BFH (Urteil vom 29.08.2018; Aktenzeichen XI R 32/16)

BFH (Urteil vom 09.10.2013; Aktenzeichen I R 15/12)

BFH (Urteil vom 09.10.2013; Aktenzeichen I R 15/12)

 

Tatbestand

Die Beteiligten streiten darum, ob es bei von der Klägerin vereinnahmten Vermittlungsprovisionen in Höhe von sog. stornobehafteten Beträgen bereits zur Gewinnrealisierung gekommen ist und – soweit dies der Fall ist – ob für diese Beträge eine Rückstellung zu bilden ist.

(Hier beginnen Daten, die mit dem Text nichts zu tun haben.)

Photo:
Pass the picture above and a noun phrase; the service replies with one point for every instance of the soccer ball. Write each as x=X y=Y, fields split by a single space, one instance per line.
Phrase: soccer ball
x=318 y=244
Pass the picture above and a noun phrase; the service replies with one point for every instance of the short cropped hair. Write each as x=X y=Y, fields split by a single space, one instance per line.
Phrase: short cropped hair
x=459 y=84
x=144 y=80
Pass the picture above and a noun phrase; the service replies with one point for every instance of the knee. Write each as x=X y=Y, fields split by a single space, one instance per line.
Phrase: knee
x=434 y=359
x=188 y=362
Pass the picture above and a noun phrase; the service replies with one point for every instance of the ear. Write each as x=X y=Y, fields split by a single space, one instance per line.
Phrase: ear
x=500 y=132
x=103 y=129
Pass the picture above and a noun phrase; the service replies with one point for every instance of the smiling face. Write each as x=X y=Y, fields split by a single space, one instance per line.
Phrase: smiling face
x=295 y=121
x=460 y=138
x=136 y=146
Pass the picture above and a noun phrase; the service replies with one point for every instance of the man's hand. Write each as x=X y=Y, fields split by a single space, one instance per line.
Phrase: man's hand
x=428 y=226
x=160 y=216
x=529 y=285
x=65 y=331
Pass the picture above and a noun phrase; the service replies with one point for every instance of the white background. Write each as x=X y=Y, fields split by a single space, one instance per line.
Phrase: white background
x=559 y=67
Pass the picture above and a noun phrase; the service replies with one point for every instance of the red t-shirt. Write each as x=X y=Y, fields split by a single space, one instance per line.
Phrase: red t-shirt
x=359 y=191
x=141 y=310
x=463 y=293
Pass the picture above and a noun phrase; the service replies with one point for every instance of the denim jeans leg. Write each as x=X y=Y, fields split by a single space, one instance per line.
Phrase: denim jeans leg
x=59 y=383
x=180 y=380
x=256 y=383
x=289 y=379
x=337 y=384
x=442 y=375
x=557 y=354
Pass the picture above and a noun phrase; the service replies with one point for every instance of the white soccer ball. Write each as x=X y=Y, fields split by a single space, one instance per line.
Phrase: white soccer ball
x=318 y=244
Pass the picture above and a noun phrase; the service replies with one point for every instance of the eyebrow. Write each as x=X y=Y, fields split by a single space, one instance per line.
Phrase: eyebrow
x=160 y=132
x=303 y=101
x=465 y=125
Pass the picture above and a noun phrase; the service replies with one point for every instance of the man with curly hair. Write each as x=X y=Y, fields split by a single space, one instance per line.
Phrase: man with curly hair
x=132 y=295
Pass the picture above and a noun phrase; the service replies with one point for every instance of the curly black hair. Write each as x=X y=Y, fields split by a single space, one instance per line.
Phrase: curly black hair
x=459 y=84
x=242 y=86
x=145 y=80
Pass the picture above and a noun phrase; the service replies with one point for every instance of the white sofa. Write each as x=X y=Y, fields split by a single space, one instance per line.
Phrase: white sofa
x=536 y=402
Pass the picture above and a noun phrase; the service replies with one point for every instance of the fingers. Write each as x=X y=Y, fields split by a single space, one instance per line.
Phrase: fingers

Die Klägerin ist eine im Jahr 2000 gegründete GmbH mit Sitz zunächst in A-Stadt und ab 2005 in B-Stadt. Gegenstand ihres Unternehmens war bzw. ist laut Handelsregistereintragung bzw. dem Gesellschaftsvertrag die Unternehmensberatung sowie die persönliche Anlagen- und Vermögensberatung. Die Geschäftsanteile an der Klägerin hielten in den Streitjahren Herr C und Frau C zu je 50 %. Diese waren auch einzelvertretungsberechtigte Geschäftsführer der Klägerin. Die Klägerin ermittelte ihren Gewinn in den Streitjahren nach einem mit dem Kalenderjahr übereinstimmenden Wirtschaftsjahr.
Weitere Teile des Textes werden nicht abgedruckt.